Each entity has three sync operations (add, update, delete), for nine tasks total. Each task:

  1. Queries the SM database for entities that need syncing.
  2. Sends a request to the corresponding DS API endpoint (/v3/sync/{entity}/{action}).
  3. Updates local tracking records (DS App Link tables) to reflect the sync.

Synchronization runs hourly.
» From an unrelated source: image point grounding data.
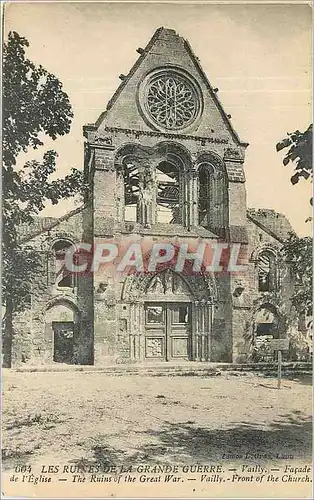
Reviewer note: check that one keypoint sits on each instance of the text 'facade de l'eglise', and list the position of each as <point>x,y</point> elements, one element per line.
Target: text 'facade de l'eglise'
<point>163,164</point>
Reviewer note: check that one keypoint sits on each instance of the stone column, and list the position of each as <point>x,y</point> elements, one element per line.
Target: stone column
<point>147,194</point>
<point>105,190</point>
<point>192,198</point>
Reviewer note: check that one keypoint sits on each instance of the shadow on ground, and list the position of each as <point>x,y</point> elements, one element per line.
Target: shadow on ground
<point>186,443</point>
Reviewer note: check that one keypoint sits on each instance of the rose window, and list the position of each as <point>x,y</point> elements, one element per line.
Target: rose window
<point>171,100</point>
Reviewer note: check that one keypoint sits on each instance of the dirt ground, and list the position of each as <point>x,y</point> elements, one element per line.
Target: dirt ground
<point>77,417</point>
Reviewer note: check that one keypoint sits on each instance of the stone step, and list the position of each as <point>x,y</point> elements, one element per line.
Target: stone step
<point>170,369</point>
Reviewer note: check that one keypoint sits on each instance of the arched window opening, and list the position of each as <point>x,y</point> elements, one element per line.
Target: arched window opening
<point>63,277</point>
<point>168,193</point>
<point>266,321</point>
<point>204,179</point>
<point>267,272</point>
<point>131,191</point>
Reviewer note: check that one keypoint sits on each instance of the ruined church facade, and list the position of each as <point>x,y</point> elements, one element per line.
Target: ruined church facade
<point>162,163</point>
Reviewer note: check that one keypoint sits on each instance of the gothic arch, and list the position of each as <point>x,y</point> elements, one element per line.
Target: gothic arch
<point>200,287</point>
<point>63,301</point>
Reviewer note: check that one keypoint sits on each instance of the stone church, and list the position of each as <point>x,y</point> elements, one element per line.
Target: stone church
<point>162,163</point>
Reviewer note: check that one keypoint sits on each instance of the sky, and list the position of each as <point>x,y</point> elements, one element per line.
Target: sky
<point>258,55</point>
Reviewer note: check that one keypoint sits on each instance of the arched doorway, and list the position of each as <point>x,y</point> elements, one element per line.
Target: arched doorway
<point>171,316</point>
<point>62,323</point>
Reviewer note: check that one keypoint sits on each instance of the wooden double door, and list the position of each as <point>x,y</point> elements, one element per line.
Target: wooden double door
<point>168,331</point>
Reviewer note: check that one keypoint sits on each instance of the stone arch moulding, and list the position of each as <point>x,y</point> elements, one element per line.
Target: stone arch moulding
<point>266,247</point>
<point>154,154</point>
<point>212,158</point>
<point>63,301</point>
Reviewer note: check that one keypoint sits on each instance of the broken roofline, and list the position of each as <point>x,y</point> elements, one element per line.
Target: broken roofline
<point>136,65</point>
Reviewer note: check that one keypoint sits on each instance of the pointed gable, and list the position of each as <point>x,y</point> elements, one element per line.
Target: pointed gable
<point>168,61</point>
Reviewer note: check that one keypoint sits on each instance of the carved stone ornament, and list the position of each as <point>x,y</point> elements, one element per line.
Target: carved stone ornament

For full details on preconditions and behavior, see the Syncing to Data Sources App section of the root README.

Identification Pipeline

flowchart TD
    SourceCollectors["**Source Collectors:** scripts for creating batches of potentially useful URLs using different strategies"]
    Identifier["Batches are prepared for labeling by automatically collecting metadata and identifying low-hanging fruit properties"]
    SourceCollectorLabeling["Human labeling of missing or uncertain metadata takes place in Source Collector Retool app"]
    SourceCollectorReview["Human Final Review of the labeled sources, for submission or discard, in Retool"]
    API["Submitting sources to the Data Sources API when they are Relevant and have an **Agency, Record Type, and Name**"]

    SourceCollectors --> Identifier
    Identifier --> SourceCollectorLabeling
    SourceCollectorLabeling --> SourceCollectorReview
    SourceCollectorReview --> API
    API --> Search["Allowing users to search for data and browse maps"]
    Search --> Sentiment["Capturing user sentiment and overall database utility"]
    API --> MLModels["Improving ML metadata labelers: relevance, agency, record type, etc"]
    API --> Missingness["Documenting data we have searched for and found to be missing"]
    Missingness --> Maps["Mapping our progress and the overall state of data access"]

    classDef default fill:#fffbfa,stroke:#000,stroke-width:1px,color:#000;
    class API gold;
    class Search lightgold;
    class MLModels,Missingness lightergold;
    classDef gray fill:#bfc0c0
    classDef gold fill:#d5a23c
    classDef lightgold fill:#fbd597
    classDef lightergold fill:#fdf0dd
    classDef byzantium fill:#dfd6de
Loading

Training Pipeline

sequenceDiagram

participant HF as Hugging Face
participant GH as GitHub
participant SC as Source Collector app
participant PDAP as PDAP API

loop create batches of URLs <br/>for human labeling
  SC ->> SC: Crawl for a new batch<br/> of URLs with common_crawler<br/> or other methods
  SC ->> SC: Add metadata to each batch<br/> with source_tag_collector
  SC ->> SC: Add labeling tasks in <br/> the Source Collector app

loop annotate URLs
  SC ->> SC: Users label using<br/>Retool interface
  SC ->> SC: Reviewers finalize <br/> and submit labels
end

loop update training data <br/> with new annotations
  SC ->> SC: Check for completed <br/> annotation tasks
  SC -->> PDAP: Submit labeled URLs to the app
  SC ->> HF: Write all annotations to <br/> training-urls dataset
  SC ->> SC: maintain batch status
end

loop model training
  HF ->> HF: retrain ML models with <br/>updated data using <br/>trainer in hugging_face
end

end
Loading

Application Startup

On startup (lifespan in src/api/main.py), the app initializes in this order:

  1. EnvVarManager and environment variables are loaded.
  2. Database clients (DatabaseClient, AsyncDatabaseClient) are created and the database schema is initialized.
  3. An aiohttp.ClientSession is created for all outbound HTTP requests.
  4. External service clients are created (PDAP, HuggingFace, Internet Archive, MuckRock).
  5. The TaskManager is built with all URL task operators.
  6. The AsyncCollectorManager is built and linked to the task manager (so collection triggers processing).
  7. AsyncCore is assembled from the above components.
  8. The AsyncScheduledTaskManager is built and its jobs are registered.
  9. All three shared objects (async_core, async_scheduled_task_manager, logger) are placed into app.state for dependency injection into endpoints.